Вы хорошо понимаете, барон, что после всего этого я не могу терпеть, чтобы моя семья имела какие бы то ни было отношения с вашей. Только на этом условии согласился я не давать хода этому грязному делу и не обесчестить вас в глазах дворов нашего и вашего, к чему я имел и возможность и намерение. Я не желаю, чтобы моя жена выслушивала впредь ваши отеческие увещания. Я не могу позволить, чтобы ваш сын, после своего мерзкого поведения, смел разговаривать с моей женой, и еще того менее — чтобы он отпускал ей казарменные каламбуры и разыгрывал преданность и несчастную любовь, тогда как он плут и подлец. Итак, я вынужден обратиться к вам, чтобы просить вас положить конец всем этим проискам, если вы хотите избежать нового скандала, перед которым, конечно, я не остановлюсь.

Имею честь быть, барон, ваш нижайший и покорнейший слуга

Александр Пушкин.

26 января 1837».

В основу этого письма Геккерену легло неотправленное ноябрьское, с исключением упоминания о причастности Геккерена к анонимному пасквилю, но с дополнением, отразившим нынешнее положение вещей. Пушкин не мог не понимать, каково будет последствие подобного послания. И оно не заставило себя ждать.

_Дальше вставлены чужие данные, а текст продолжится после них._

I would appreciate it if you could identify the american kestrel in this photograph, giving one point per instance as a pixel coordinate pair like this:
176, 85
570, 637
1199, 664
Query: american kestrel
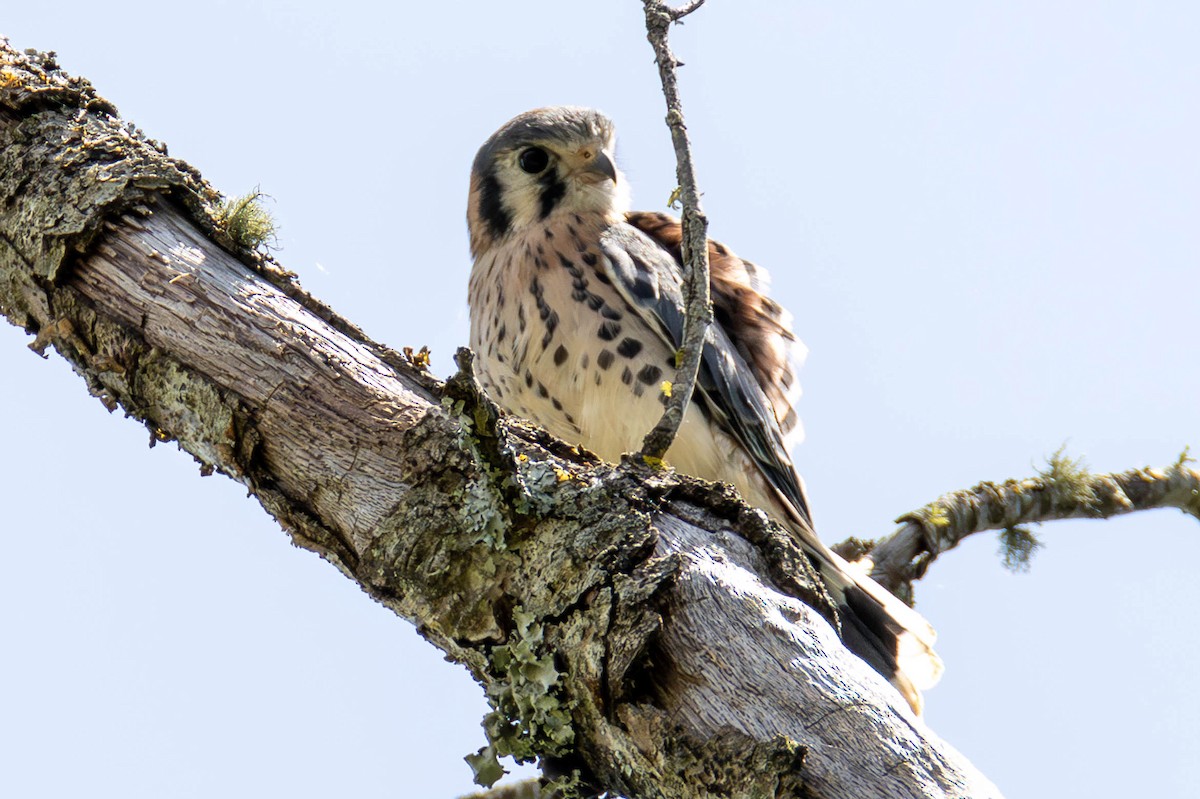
576, 314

В этот же день Пушкин ответил на письмо графа К. Ф. Толя от 25 января по поводу «Истории Пугачевского бунта», которую поэт ему подарил. Выражая свое отношение к личности незаслуженно забытого генерала Михельсона, Пушкин написал слова, в которых волей-неволей выразилось то состояние, в котором находился он перед дуэлью: «Как ни сильно предубеждение невежества, как ни жадно приемлется клевета, но одно слово, сказанное таким человеком, каков вы, навсегда их уничтожает. Гений с одного взгляда открывает истину, а истина сильнее царя, говорит Священное Писание».

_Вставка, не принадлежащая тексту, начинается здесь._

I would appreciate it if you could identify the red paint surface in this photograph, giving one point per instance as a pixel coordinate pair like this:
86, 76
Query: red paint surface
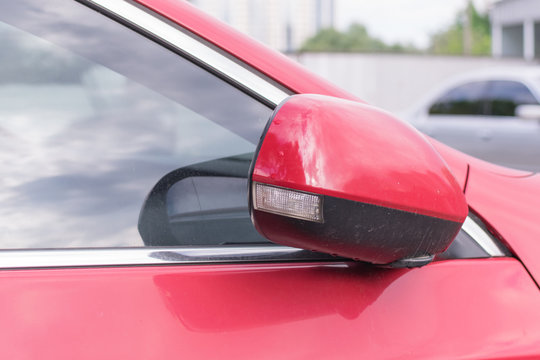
511, 208
356, 152
269, 62
447, 310
467, 309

Утром 26 января Пушкин получил ожидаемое послание от Геккерена:

«Милостивый государь.

Не зная ни вашего почерка, ни вашей подписи, я обратился к г. виконту д’Аршиаку, который вручит вам настоящее письмо, чтобы убедиться, действительно ли то письмо, на какое я сегодня отвечаю, исходит от вас. Содержание его до такой степени выходит из пределов возможного, что я отказываюсь отвечать на все подробности этого послания. Вы, по-видимому, забыли, милостивый государь, что именно вы отказались от вызова, направленного вами барону Жоржу де Геккерену и им принятого. Доказательство тому, что я здесь заявляю, существует — оно писано вашей рукой и осталось в руках у секундантов. Мне остается только предупредить вас, что г. виконт д’Аршиак отправляется к вам, чтобы условиться относительно места, где вы встретитесь с бароном Жоржем Геккереном, и предупредить вас, что эта встреча не терпит никакой отсрочки.

Я сумею впоследствии, милостивый государь, заставить вас оценить по достоинству звание, которым я облечен и которого никакая выходка с вашей стороны запятнать не может.

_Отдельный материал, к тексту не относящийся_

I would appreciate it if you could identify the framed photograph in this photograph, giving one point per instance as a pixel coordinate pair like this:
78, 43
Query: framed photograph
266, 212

Остаюсь, милостивый государь, ваш покорнейший слуга

Барон де Геккерен.

Прочтено и одобрено мною.

Барон Жорж де Геккерен».

Этот ответ принес д’Аршиак; Пушкин, не читая его, принял сделанный ему вызов. Теперь в дело должны были вступить секунданты. Уехавший д’Аршиак вскоре прислал Пушкину записку:

«Прошу г-на Пушкина оказать мне честь сообщением, может ли он меня принять. Или, если не может сейчас, то в котором часу это будет возможно.

Виконт д’Аршиак, состоящий при французском посольстве».

В тот же вечер на рауте у графини Разумовской Пушкин решает найти себе секунданта. Прибыв туда в двенадцатом часу ночи, он обращается к советнику английского посольства Артуру Меджнису. Переговоры Пушкина с д’Аршиаком и Меджнисом не прошли незамеченными для знакомых. Кто-то сказал Вяземскому: «Пойдите, посмотрите, Пушкин о чем-то объясняется с д’Аршиаком; тут что-то недоброе». Вяземский отправился в их сторону, но они прекратили разговор и разошлись. К Вяземскому Пушкин обращается с невинной просьбой написать князю Козловскому об обещанной статье для «Современника».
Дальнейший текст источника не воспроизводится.